The casebook, “Criminal Pretrial Advocacy” published by West Academic Publishing, was written by Henning of Wayne Law; Leonid Feller, a partner at Kirkland & Ellis in Chicago and a former Assistant U.S. Attorney in Detroit; and by Karen McDonald Henning, an assistant professor at the University of Detroit Mercy School of Law — and Peter Henning’s wife. It’s the first time the Hennings have collaborated on a book.
“We wrote this book and created the accompanying case files to try to fill a gap in the materials available for skills curriculum at law schools,” the authors wrote in the book’s preface.

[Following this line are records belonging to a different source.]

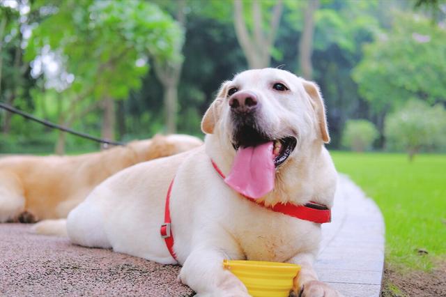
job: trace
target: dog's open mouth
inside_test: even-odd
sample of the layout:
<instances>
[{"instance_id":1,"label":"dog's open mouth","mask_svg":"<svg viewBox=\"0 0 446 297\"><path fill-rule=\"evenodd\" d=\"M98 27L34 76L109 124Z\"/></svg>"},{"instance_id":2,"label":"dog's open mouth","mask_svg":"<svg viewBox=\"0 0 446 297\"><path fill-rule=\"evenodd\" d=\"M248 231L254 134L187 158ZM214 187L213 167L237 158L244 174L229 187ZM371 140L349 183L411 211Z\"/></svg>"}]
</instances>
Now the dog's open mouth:
<instances>
[{"instance_id":1,"label":"dog's open mouth","mask_svg":"<svg viewBox=\"0 0 446 297\"><path fill-rule=\"evenodd\" d=\"M272 142L272 157L274 158L274 165L277 168L282 165L288 157L290 156L297 144L297 140L295 137L289 136L287 137L282 138L280 139L266 141L265 143ZM240 144L233 144L233 146L236 151L238 151ZM243 147L243 146L241 146Z\"/></svg>"}]
</instances>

While most law schools offer courses in pretrial advocacy, the focus is predominantly on civil cases. The pretrial process in a criminal prosecution is very different, the authors said, and, of course, is “crucial to the ultimate outcome of the proceedings,” as most criminal cases are resolved through a plea bargain without ever going to trial.
“Criminal Pretrial Advocacy” includes two detailed case files involving drug offenses and mortgage fraud to give students a range of issues to address as both prosecutors and defense counsel. The cases are constructed “to allow students to negotiate a plea bargain and argue contested sentencing issues,” the authors said.
Peter Henning teaches Criminal Procedure, White Collar Crime and a new course based on the casebook in Criminal Pretrial Advocacy, along with other courses at Wayne Law. He joined the faculty in 1994. Since then, Henning has received a number of teaching awards, including the President’s Award for Excellence in Teaching, whose recipients are selected from among the entire Wayne State University faculty, and the Donald H. Gordon Teaching Award that is presented by the alumni of the Law School.
He graduated magna cum laude from Georgetown University Law Center in 1985. After graduation, he taught in the College of Business Administration at Loyola Marymount University, and then clerked for Chief Judge Murray M. Schwartz of the U.S. District Court for the District of Delaware. After clerking, Henning was a senior attorney in the Division of Enforcement at the U.S. Securities & Exchange Commission until 1991, where he worked on cases involving insider trading, penny stock fraud, market manipulation and accounting irregularities. He then moved to the Criminal Division of the U.S. Department of Justice, where he worked in the Fraud Section on the investigation and prosecution of bank fraud.
Henning’s scholarship focuses primarily on white collar crime, constitutional criminal procedure and attorney ethics. He frequently publishes articles, and is often quoted in the media and asked to comment on legal issues. He is a neutral arbitrator through the NASD Dispute Resolution’s arbitration program to resolve customer and broker claims involving securities. He writes a regular column for the New York Times DealBook called White Collar Watch.